L’Etat malien a recruté 10 200 soldats et 1 500 policiers depuis deux ans, précise le ministre des Finances, à la veille d’un sommet qui doit permettre aux pays du Sahel de récolter des fonds pour soutenir la lutte militaire contre les djihadistes
Les faits. Une nouvelle table ronde du G5 Sahel (Mali, Mauritanie, Burkina Faso, Niger et Tchad) se tient vendredi à Bruxelles, en présence d’Emmanuel Macron et de ses pairs africains. Objectif : rassembler davantage de financement auprès des pays donateurs, pour permettre le déploiement effectif et durable de cette force militaire dans la région en proie aux attaques terroristes. Le G5 Sahel doit prendre en partie le relais de l’opération anti-djihadiste Barkhane de l’armée française, dont deux soldats ont été tués par l’explosion d’une mine artisanale, jeudi au Mali.
Qu’attendez-vous de la Conférence internationale de haut niveau sur le Sahel ?
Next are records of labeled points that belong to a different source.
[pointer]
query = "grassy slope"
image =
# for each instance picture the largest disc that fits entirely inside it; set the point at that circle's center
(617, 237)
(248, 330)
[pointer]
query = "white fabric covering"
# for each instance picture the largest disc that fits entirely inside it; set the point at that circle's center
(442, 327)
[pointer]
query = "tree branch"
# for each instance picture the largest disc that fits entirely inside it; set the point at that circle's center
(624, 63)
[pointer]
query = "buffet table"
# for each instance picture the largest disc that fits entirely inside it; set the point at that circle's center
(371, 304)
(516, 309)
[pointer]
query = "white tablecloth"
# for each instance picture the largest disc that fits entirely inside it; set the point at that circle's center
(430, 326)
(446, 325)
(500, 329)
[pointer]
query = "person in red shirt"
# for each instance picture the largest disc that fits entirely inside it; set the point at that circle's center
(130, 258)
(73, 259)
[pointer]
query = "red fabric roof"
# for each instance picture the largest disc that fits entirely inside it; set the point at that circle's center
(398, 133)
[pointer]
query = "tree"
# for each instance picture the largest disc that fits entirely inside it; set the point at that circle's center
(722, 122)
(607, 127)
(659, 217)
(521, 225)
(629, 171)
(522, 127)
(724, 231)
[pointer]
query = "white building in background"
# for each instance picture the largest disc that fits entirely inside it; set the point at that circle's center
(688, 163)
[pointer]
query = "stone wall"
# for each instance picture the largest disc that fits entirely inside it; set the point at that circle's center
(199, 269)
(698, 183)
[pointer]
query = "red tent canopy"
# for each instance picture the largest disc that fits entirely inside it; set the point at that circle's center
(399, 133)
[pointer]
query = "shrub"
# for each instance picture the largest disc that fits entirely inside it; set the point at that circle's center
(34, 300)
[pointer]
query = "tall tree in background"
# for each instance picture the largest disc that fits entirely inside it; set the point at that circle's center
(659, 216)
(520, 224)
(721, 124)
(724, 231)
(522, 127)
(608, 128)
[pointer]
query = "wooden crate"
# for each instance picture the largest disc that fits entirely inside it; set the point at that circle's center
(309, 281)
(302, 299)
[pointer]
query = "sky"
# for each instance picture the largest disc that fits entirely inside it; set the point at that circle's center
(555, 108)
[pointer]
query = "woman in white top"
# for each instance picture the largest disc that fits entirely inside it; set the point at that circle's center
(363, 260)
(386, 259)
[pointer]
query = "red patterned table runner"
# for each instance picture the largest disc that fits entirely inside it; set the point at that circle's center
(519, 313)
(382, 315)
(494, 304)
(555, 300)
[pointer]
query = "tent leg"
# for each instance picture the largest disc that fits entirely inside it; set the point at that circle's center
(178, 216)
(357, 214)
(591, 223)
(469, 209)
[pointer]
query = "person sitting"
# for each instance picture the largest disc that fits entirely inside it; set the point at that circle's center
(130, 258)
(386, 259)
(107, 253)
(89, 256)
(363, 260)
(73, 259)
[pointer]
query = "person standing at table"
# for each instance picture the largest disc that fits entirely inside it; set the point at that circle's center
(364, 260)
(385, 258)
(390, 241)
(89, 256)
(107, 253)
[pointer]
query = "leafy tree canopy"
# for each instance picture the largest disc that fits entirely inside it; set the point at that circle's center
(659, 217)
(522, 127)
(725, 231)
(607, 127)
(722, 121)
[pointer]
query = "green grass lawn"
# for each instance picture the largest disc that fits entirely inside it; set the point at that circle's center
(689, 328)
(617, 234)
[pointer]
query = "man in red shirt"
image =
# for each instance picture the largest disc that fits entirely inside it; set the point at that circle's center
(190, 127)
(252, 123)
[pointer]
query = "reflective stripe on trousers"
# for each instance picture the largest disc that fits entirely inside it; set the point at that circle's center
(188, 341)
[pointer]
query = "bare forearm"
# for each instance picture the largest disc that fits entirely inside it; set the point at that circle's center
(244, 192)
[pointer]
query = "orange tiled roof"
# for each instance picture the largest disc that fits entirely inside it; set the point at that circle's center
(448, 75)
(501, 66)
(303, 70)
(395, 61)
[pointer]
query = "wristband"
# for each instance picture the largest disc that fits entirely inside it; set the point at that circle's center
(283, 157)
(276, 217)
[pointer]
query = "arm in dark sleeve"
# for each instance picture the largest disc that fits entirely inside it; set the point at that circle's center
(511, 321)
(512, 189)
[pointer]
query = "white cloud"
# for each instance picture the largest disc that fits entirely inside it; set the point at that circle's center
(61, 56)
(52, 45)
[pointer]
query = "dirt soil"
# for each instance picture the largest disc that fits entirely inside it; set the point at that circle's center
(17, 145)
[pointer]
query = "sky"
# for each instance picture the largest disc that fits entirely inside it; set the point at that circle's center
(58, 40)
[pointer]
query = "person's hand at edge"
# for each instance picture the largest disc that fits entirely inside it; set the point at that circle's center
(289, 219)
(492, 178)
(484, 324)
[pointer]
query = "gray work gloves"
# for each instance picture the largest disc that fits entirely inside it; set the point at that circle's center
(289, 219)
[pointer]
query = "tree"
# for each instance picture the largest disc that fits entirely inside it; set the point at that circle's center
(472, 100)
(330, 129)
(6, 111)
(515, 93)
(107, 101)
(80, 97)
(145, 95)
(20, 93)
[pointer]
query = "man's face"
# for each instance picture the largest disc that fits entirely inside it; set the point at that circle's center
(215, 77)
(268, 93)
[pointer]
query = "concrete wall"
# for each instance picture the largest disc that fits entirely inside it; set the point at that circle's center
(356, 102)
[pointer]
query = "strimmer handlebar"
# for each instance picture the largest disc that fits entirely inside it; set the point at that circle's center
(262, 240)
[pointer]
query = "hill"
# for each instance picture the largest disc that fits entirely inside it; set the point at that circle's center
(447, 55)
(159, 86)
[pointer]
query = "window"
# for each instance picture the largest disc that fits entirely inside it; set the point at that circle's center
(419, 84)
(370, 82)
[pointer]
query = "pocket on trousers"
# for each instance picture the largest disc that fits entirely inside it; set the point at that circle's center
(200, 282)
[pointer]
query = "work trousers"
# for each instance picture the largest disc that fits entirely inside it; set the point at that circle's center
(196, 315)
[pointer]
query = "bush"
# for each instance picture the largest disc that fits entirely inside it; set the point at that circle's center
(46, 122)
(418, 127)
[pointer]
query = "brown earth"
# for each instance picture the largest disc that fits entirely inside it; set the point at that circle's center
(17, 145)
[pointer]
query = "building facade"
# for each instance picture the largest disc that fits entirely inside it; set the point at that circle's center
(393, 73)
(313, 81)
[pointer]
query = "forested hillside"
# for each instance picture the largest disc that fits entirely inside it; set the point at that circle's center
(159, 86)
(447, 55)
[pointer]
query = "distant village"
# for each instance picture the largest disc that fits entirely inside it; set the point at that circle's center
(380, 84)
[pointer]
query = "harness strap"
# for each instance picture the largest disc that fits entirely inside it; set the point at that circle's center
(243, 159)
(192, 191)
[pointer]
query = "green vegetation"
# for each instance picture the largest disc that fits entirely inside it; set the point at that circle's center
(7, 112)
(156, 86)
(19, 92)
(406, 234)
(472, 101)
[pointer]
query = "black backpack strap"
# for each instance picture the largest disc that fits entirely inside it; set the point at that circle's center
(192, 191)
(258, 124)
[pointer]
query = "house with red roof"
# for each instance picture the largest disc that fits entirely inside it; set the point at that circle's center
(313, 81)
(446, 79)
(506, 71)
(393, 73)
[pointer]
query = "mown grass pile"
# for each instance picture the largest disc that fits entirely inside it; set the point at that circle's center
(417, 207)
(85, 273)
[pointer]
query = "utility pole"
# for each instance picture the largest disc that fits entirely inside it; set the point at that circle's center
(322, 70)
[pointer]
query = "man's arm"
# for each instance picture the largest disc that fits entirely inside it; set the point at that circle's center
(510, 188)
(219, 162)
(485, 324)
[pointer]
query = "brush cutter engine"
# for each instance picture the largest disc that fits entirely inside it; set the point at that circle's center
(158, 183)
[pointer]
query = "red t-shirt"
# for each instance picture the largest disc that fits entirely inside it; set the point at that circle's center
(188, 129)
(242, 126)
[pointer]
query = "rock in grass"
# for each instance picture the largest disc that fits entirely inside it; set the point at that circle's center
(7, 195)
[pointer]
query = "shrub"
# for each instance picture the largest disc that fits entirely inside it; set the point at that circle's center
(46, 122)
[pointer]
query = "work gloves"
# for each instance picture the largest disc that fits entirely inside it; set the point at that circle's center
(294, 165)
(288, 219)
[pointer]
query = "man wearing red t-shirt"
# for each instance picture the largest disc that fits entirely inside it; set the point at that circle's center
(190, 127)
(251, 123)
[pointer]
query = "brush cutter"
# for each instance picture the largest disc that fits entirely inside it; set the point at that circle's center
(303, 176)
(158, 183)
Nous avons réalisé une estimation des besoins. Il faut 423 millions de dollars par an pour assurer la montée en puissance de la force conjointe du G5, dotée de 5 000 hommes, l’équiper et mettre à sa disposition les infrastructures militaires nécessaires. Nous espérons boucler ce budget lors de cette réunion à Bruxelles. Nous avons déjà des promesses fermes d’engagements à hauteur de 254 millions pour cette année. Les États du Sahel ont mis en place des outils de bonne gestion de cette enveloppe financière (fonds fiduciaire, manuel de procédures, organes de gestion). Tout le monde est aujourd’hui convaincu de la nécessité d’appuyer cette force pour enrayer le fléau terroriste.
Quel est le coût de l’effort militaire sur le budget malien ?
Il est très important puisqu’il représente 22 % du budget national, soit environ 600 millions de dollars par an. Les trois quarts vont à l’armée et un quart à la sécurité intérieure. Il faut assurer la masse salariale de 30 000 hommes. En 2016 et 2017, nous avons recruté 10 200 soldats pour renforcer l’armée et 1 500 policiers. Nous avons prévu d’embaucher 5 100 soldats et 2 000 policiers supplémentaires pour l’année 2018. Ce budget militaire comprend également les équipements et la formation, dont une partie est aussi dispensée par des partenaires extérieurs comme l’Union européenne. Nous avons en outre mis en place depuis 2016 une force spéciale antiterroriste (Forsat), une sorte de GIGN. Cette structure opérationnelle est constituée de 180 éléments triés sur le volet (60 policiers, 60 gendarmes et 60 gardes nationaux). C’est une troupe d’élite, très bien formée, mobilisable rapidement sur des terrains à haut risque terroriste comme en juin dernier lors de l’attaque du campement de Kangaba, en périphérie de Bamako.
Que faites-vous pour favoriser le retour de l’État dans les régions du centre qui ont basculé dans le terrorisme ?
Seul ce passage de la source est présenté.